Melchiorri: Castan, sono con te

22 Novembre 2014

Il bomber del Pescara operato in passato alla testa, lo stesso intervento che dovrà fare il romanista

PESCARA. L’augurio di Federico Melchiorri a Leandro Castan. A breve il difensore della Roma dovrà essere sottoposto ad un intervento neurochirurgico che lo terrà lontano dai campi per circa sei mesi. La causa (presenza di un cavernoma) è la stessa che nel 2010 costrinse Melchiorri ad operarsi al cervello e a restare lontano dai campi per un anno. Ieri l’attaccante del Pescara ha manifestato tutta la sua vicinanza al collega postando su Facebook un videomessaggio molto significativo. «Ciao Leo, sono Melchiorri», questa la dedica del pescarese al romanista, «anch’io nel 2010 ho avuto un cavernoma. Volevo farti un grandissimo “in bocca al lupo”. Devi stare tranquillo perché è una cosa che non ti può fermare. Come puoi vedere, ho ricominciato e sono tornato a giocare in serie B. Rimettiti prima possibile».

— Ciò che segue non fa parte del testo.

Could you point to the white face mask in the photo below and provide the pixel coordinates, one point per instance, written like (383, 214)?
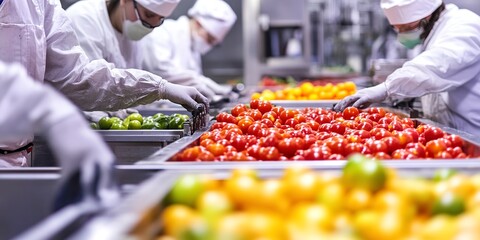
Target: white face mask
(200, 44)
(410, 39)
(134, 30)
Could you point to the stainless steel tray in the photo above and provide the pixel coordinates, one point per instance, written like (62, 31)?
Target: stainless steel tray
(137, 217)
(163, 158)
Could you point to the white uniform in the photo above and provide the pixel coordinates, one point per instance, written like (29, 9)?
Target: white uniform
(99, 39)
(173, 58)
(451, 64)
(38, 35)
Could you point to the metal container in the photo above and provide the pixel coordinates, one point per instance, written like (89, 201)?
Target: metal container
(127, 145)
(382, 68)
(138, 216)
(164, 158)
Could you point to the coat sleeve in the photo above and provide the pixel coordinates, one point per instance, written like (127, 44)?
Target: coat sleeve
(444, 66)
(91, 85)
(29, 105)
(85, 28)
(158, 57)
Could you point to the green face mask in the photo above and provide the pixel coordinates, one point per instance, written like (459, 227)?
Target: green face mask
(410, 39)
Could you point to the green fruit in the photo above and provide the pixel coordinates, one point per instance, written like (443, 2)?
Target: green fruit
(94, 125)
(135, 116)
(157, 116)
(443, 174)
(368, 174)
(176, 123)
(118, 126)
(186, 190)
(449, 204)
(148, 124)
(104, 123)
(134, 124)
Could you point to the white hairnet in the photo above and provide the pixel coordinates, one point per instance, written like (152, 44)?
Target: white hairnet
(408, 11)
(216, 16)
(160, 7)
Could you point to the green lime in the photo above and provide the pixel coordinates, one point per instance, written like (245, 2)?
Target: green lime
(186, 190)
(449, 204)
(104, 123)
(135, 116)
(443, 174)
(134, 124)
(94, 125)
(360, 172)
(148, 124)
(114, 120)
(161, 125)
(176, 123)
(157, 116)
(118, 126)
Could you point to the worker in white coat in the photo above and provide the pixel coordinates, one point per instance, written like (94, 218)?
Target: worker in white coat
(103, 28)
(83, 155)
(446, 73)
(38, 35)
(174, 51)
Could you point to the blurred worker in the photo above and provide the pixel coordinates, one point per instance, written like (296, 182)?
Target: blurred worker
(448, 69)
(29, 106)
(38, 35)
(176, 48)
(111, 29)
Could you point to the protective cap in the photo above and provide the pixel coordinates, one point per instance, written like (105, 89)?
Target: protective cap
(216, 16)
(408, 11)
(160, 7)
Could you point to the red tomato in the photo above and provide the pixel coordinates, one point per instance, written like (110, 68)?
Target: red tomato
(353, 148)
(278, 110)
(375, 110)
(254, 103)
(289, 146)
(376, 146)
(382, 156)
(239, 142)
(264, 106)
(434, 147)
(413, 133)
(374, 117)
(255, 128)
(287, 114)
(364, 125)
(216, 149)
(244, 124)
(237, 110)
(321, 119)
(417, 149)
(269, 153)
(392, 144)
(350, 113)
(433, 133)
(455, 140)
(317, 153)
(218, 125)
(205, 156)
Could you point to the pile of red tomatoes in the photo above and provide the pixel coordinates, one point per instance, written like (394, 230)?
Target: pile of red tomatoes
(271, 133)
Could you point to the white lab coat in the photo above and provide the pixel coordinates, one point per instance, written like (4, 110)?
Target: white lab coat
(450, 63)
(99, 39)
(39, 35)
(169, 54)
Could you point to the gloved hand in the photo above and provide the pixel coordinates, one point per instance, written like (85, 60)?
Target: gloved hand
(363, 98)
(87, 163)
(217, 88)
(188, 97)
(207, 92)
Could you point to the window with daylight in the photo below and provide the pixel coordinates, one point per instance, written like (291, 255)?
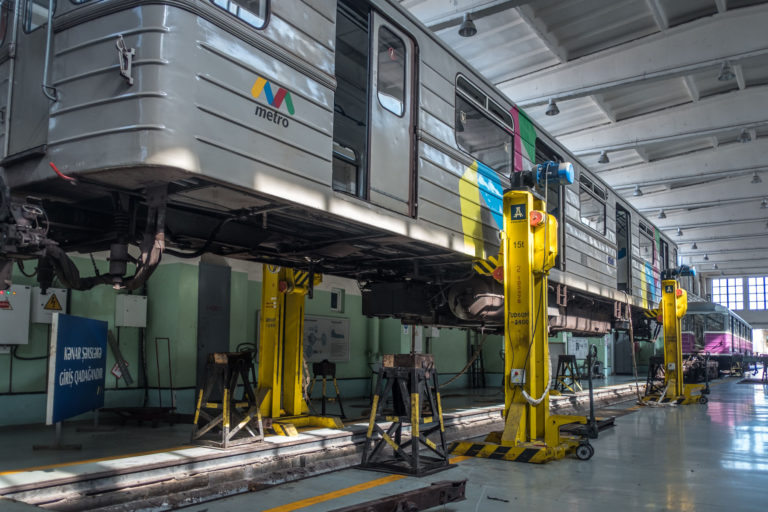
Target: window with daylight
(483, 128)
(253, 12)
(757, 286)
(728, 292)
(391, 82)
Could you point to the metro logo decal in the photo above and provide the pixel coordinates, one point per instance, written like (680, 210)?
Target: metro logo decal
(275, 100)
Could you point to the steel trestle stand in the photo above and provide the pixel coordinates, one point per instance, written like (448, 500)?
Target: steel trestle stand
(228, 421)
(411, 381)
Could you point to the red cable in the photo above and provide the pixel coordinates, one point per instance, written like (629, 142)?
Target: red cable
(61, 175)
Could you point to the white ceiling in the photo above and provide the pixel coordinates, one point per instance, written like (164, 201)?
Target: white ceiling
(639, 80)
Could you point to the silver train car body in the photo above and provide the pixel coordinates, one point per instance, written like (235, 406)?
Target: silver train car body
(341, 137)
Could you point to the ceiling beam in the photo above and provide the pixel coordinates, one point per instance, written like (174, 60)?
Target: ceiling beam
(725, 113)
(680, 51)
(437, 16)
(540, 30)
(728, 159)
(658, 14)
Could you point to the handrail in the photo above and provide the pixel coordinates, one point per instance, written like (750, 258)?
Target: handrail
(46, 64)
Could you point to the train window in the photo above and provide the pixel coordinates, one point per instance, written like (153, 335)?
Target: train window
(500, 114)
(715, 322)
(36, 14)
(6, 7)
(664, 255)
(481, 137)
(646, 243)
(253, 12)
(391, 79)
(756, 289)
(728, 292)
(592, 200)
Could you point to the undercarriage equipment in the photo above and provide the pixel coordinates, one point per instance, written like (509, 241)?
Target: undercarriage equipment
(281, 350)
(529, 241)
(674, 304)
(325, 370)
(411, 382)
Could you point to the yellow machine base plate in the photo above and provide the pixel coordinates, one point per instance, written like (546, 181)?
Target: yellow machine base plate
(288, 426)
(535, 453)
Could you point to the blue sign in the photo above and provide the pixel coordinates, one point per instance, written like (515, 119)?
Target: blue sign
(77, 367)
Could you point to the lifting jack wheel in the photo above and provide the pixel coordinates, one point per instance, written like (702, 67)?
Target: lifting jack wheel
(585, 451)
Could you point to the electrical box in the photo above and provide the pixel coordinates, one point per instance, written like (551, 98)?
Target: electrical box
(14, 315)
(44, 305)
(130, 310)
(517, 376)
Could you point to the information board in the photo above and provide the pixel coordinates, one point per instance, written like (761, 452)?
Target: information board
(326, 338)
(77, 367)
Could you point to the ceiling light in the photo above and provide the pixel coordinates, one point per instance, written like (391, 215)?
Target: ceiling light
(745, 137)
(552, 109)
(467, 27)
(726, 73)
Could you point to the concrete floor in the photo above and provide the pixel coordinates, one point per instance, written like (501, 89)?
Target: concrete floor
(16, 443)
(688, 458)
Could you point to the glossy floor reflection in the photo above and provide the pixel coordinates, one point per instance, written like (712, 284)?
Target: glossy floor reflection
(689, 458)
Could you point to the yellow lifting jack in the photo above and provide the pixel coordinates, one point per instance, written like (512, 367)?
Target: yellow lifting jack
(674, 305)
(529, 247)
(281, 351)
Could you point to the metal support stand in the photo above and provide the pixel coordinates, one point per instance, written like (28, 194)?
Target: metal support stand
(674, 304)
(281, 351)
(411, 380)
(567, 376)
(529, 245)
(326, 369)
(228, 421)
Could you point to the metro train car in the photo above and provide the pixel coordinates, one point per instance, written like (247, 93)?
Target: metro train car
(710, 327)
(340, 137)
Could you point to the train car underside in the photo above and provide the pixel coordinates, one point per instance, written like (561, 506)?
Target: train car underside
(400, 276)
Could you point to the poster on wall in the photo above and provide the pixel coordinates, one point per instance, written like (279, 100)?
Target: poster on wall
(77, 367)
(578, 347)
(326, 338)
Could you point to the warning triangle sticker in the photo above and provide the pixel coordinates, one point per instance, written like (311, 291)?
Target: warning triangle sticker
(53, 304)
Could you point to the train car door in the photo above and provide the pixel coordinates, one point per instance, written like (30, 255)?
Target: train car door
(391, 143)
(29, 108)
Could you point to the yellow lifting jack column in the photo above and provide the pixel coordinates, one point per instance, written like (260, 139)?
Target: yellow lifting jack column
(529, 247)
(281, 351)
(674, 305)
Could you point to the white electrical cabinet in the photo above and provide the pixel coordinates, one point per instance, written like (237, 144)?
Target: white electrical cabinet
(44, 305)
(14, 315)
(130, 310)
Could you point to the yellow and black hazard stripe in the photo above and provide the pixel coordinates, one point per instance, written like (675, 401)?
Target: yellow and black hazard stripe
(498, 452)
(487, 266)
(300, 278)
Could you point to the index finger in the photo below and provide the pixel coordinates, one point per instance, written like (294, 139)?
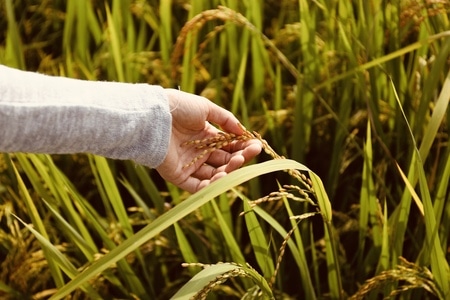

La risposta di Castan non si è fatta attendere. Il calciatore ha prima commentato i numerosi messaggi che gli sono stati inviati da tifosi, colleghi, allenatori (ovviamente Rudi Garcia, ma anche Max Allegri, ecc.) e rappresentanti del mondo del calcio: «Vorrei ringraziare tutti», ha twittato Castan, «per le tantissime dimostrazioni d'affetto! Mi avete dato ancora più forza, presto tornerò...e più forte di prima!» Poi il 28enne brasiliano ha dedicato un pensiero per il centravanti biancazzurro. «Grazie Melchiorri, un forte abbraccio». Lo stesso problema toccò a Marco Zanchi, ex difensore del Bologna, e ad Alessandro Corallo quando militava nel Gubbio. Tutti sono tornati a giocare senza alcun fastidio, anche se i tempi di recupero variano da caso a caso. Per esempio Zanchi è rientrato dopo cinque mesi, mentre Melchiorri restò fermo per un anno. L’asportazione del cavernoma dovrebbe risolvere l’inconveniente e consentire a Castan il pieno recupero, sebbene si tratti di un intervento delicato. L’importante è non arrendersi. «Da quell’esperienza», disse Melchiorri tempo fa, «ho capito che la vita può chiuderti le porte. Però non bisogna mai mollare, da un’altra parte potrebbe esserci un modo per rientrare». Federico ha vinto la sua battaglia. Con 7 reti all’attivo il 27enne di Macerata ha già battuto il suo record in serie B (ne fece 6 l’anno scorso con il Padova) ed ora sta vivendo il momento più felice della sua carriera. Una carriera legata alla maglia biancazzurra, quella che desiderava indossare da tanto tempo. Il sogno si è avverato e pare destinato a durare a lungo. La società, infatti, sta pensando di blindare il suo gioiello che ha un contratto fino al 2016 (con opzione per un’altra stagione) facendogli firmare il prolungamento con scadenza al 2018. Non solo, a breve si riapriranno le consultazioni con l’altra punta di diamante del Delfino: Riccardo Maniero, 8 centri in stagione. Attualmente è impossibile fare previsioni sulla sua permanenza a Pescara, ma è chiaro che la situazione andrà risolta al più presto, anche per evitare che Maniero, in scadenza a giugno 2015, possa firmare per un altro club (potrà farlo all’inizio di febbraio). Insomma, i dirigenti si muovono per preservare la coppia d’attacco più prolifica del campionato. I due oggi pomeriggio sono attesi dalla prova del nove contro la difesa del Modena, la meno perforata della serie cadetta con appena 11 gol subìti in 13 partite.